Over 700 fish-eating dinosaur footprints found in Portugal

Barcelona: A Spanish paleontological team has found more than 700 footprints belonging to carnivorous dinosaurs in Portugal, a leading investigator said on Tuesday.

The dinosaurs were believed to be part of the Megalosauridae group, from the Middle Jurassic Period, and were thought to take advantage of low tides to hunt fish trapped in tidal pools, EFE news reported.

Novella Razzolini, the leading investigator on the Catalan Institute of Paleontology’s team, said the footprints were a “marvelous finding”.

She said the Middle Jurassic, which stretches back from 174 million to 163 million years ago, is known as the “dark age” of dinosaurs, as fossil records have shined little light on many of the creatures that lived during the period.
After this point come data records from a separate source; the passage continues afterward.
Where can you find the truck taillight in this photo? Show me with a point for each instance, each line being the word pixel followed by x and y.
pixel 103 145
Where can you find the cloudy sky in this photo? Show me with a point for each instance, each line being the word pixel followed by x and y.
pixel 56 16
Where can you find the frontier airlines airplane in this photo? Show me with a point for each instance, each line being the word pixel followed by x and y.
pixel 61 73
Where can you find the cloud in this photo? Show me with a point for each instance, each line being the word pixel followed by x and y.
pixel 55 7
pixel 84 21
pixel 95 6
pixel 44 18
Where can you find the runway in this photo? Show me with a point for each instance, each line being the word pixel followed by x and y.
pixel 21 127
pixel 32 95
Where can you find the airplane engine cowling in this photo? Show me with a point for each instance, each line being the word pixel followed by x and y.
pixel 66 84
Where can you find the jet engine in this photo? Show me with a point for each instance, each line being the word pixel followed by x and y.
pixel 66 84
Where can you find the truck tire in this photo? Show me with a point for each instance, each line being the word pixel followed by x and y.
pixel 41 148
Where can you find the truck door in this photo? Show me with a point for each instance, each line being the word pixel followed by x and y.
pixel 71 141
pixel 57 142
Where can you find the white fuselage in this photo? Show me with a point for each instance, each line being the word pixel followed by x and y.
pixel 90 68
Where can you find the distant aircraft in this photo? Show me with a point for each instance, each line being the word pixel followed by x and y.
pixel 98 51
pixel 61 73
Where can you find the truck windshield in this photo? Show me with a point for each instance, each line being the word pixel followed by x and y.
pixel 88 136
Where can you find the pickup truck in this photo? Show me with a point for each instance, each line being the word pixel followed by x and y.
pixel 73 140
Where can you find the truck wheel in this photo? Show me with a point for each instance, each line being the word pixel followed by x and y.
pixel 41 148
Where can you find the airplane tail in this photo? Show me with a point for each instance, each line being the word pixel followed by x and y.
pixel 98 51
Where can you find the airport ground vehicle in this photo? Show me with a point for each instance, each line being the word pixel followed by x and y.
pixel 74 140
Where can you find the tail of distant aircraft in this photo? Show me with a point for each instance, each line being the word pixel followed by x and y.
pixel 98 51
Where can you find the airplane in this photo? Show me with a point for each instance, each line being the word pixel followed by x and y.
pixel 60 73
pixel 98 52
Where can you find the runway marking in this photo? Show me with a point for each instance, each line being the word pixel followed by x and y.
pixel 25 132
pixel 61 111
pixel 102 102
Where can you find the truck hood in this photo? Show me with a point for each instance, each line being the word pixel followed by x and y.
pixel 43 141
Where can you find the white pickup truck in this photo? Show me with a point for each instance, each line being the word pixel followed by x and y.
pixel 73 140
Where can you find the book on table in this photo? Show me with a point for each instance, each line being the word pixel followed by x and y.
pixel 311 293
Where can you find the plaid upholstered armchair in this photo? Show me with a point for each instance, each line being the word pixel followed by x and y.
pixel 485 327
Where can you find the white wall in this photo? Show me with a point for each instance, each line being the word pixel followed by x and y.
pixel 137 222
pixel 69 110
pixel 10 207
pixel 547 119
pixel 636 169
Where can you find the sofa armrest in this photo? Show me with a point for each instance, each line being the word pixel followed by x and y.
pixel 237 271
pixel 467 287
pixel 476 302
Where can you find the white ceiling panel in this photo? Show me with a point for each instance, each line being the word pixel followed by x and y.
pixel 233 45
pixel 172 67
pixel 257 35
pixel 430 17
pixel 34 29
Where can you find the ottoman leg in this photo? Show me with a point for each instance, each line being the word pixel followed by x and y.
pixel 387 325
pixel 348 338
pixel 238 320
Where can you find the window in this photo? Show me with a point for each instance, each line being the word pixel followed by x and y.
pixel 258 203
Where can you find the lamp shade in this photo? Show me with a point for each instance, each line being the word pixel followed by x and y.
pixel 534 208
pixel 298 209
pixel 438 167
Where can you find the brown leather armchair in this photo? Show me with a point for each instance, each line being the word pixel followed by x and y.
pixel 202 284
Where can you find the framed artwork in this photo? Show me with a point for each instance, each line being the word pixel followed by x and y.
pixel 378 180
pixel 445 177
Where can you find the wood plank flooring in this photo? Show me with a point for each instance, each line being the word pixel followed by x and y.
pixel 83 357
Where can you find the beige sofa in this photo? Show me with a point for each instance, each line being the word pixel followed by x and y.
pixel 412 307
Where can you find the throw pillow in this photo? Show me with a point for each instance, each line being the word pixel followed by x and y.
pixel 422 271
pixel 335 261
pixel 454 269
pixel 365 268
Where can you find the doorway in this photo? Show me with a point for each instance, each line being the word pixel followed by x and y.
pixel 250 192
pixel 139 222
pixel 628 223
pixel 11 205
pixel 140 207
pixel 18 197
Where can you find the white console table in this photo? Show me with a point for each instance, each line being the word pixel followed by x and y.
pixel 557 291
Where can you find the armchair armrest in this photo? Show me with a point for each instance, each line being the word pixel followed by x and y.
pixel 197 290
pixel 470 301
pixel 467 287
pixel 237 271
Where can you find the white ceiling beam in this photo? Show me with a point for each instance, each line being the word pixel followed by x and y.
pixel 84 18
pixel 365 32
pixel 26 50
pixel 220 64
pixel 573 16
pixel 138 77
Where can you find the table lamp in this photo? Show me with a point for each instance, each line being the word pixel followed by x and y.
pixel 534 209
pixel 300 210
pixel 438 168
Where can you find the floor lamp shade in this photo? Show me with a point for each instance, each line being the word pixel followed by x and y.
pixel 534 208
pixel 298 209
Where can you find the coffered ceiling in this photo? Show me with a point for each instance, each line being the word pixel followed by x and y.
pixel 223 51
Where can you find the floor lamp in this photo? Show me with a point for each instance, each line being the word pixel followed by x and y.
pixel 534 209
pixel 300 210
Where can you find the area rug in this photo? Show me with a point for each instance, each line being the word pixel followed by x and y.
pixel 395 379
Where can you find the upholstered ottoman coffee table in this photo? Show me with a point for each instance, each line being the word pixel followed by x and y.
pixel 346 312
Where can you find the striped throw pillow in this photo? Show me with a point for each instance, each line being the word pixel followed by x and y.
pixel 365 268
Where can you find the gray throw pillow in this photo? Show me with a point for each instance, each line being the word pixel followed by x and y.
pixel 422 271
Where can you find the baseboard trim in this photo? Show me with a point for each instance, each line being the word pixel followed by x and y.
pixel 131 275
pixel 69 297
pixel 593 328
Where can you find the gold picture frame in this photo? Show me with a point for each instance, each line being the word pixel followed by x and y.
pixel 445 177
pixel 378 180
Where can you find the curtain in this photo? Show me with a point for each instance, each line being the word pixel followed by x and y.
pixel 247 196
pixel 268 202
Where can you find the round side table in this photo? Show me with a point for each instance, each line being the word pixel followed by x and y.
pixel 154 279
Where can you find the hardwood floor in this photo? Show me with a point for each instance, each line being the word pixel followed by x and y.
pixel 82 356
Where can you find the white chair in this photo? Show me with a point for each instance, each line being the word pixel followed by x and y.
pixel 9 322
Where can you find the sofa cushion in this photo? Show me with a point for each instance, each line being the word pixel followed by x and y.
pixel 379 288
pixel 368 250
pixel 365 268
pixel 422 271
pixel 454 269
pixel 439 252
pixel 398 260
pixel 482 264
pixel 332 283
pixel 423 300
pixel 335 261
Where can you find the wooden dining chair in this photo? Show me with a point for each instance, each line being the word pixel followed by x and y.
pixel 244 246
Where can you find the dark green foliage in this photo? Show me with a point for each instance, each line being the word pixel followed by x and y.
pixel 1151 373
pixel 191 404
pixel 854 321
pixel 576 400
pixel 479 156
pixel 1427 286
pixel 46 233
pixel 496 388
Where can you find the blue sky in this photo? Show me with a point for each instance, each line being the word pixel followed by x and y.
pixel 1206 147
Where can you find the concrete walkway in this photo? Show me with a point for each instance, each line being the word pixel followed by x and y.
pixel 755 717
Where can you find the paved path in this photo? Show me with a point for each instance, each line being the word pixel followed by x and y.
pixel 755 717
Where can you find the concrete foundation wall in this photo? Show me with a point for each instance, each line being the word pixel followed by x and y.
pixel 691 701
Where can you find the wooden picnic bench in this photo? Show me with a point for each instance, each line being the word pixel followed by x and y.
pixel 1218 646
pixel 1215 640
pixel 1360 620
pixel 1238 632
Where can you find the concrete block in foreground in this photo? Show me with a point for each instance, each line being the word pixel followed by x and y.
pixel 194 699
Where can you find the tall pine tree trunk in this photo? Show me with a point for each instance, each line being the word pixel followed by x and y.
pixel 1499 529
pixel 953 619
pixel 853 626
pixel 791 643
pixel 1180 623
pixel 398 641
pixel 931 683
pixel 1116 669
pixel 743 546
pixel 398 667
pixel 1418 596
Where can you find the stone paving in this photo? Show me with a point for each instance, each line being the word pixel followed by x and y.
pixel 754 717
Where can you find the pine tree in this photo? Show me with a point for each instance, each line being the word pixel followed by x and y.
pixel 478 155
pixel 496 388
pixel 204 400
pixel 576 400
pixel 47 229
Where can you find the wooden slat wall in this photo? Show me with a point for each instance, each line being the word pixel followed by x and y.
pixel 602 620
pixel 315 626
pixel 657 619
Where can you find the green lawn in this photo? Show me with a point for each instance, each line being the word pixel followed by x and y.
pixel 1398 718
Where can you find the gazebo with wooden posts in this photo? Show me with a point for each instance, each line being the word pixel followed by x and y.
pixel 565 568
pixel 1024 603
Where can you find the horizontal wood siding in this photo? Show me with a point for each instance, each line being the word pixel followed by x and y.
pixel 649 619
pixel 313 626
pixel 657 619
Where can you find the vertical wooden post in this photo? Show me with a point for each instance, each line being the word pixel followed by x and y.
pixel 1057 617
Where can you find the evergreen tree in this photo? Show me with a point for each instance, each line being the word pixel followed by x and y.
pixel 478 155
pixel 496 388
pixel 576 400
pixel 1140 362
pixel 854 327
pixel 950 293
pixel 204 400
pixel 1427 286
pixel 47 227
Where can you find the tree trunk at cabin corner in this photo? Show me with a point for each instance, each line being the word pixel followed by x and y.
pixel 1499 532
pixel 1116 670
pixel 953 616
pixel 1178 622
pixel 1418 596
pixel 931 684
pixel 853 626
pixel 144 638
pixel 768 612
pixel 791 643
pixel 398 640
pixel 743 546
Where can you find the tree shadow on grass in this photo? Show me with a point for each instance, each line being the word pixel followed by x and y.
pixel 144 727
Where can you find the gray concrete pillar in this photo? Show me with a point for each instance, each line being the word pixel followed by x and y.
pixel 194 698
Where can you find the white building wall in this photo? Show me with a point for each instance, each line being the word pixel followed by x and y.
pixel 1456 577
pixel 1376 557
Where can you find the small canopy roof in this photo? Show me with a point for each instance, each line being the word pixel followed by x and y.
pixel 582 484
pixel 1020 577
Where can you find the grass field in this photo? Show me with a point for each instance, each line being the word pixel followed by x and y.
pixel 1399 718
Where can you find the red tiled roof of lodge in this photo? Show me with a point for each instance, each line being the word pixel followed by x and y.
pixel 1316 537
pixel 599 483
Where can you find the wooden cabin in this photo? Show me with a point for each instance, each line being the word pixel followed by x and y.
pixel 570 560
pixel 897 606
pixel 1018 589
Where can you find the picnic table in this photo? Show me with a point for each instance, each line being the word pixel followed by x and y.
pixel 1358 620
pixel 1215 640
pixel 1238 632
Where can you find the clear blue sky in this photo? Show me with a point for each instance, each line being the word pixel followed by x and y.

In Europe, most fossil remains from this group have been found in France, England and Scotland, while Portugal is known for the high amount of fossilised footprints.

Razzolini’s study focused on a series of prints found in Velle de Meio, 100 km north of Lisbon, an area that 170 million years ago was underwater during high tide, but which during low tide had sand bars which stopped the water from receding and formed lagoons.

According to the paleontologist, the footprints found are the largest in the Iberian peninsula and could belong to a small number of individuals that consistently fished in the area.

This is the first time investigators found clear evidence of migrations and movements by Megalosauridae with the sole purpose of acquiring food.